Reputation: 118
I have a table structure code for PL/SQL as below(this code is just a line of code creation):
"VERSION" NUMBER(10) DEFAULT 1 1 105331 NOT NULL
the problem is with the numbers after DEFAULT. Does anybody know whether it makes sense? If it does, what does it mean? I get a ' missing right parenthesis' error when I run the whole code but when I remove this line it works. (this code has not been written by me and I do not have access to the developer who wrote it)
Upvotes: 0
Views: 473
Reputation: 167982
Does anybody know whether it makes sense?
No, it does not make sense and it is not syntactically valid code.
1
and 105331
are each numbers but combined 1 1 105331
is not a number, its is 3 numbers and that does not make sense to try to put 3 numbers into a single NUMBER
column.
As the SQL parser parses the statement it gets to:
"VERSION" NUMBER(10) DEFAULT 1
And that, so far, is valid and then it reads the next number and that is invalid syntax so Oracle complains about the invalid syntax and suggests that one thing that would be valid would be to terminate the DDL statement with a closing right-parenthesis (which is where the error message comes from).
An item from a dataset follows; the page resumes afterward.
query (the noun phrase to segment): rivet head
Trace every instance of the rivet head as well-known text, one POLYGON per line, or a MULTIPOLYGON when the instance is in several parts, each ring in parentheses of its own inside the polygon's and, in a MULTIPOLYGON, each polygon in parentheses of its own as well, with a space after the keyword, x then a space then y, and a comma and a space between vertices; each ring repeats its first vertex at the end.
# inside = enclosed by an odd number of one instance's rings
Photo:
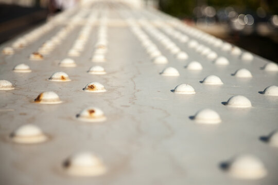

Typically, a (semantic) version identifier is a string with 3 full-stop delimited numbers indicating major, minor and patch version numbers (and this is not something that you can express as a single decimal number) so you would have:
"VERSION" VARCHAR2(10) DEFAULT '1.1.105331' NOT NULL
Whether or not this makes sense to convert the column to this format is something that you would have to determine as the meaning of the columns is a business decision and not something that we have the domain knowledge to determine; however, your current code is syntactically invalid and we can tell you that is doesn't make sense and that it will not compile.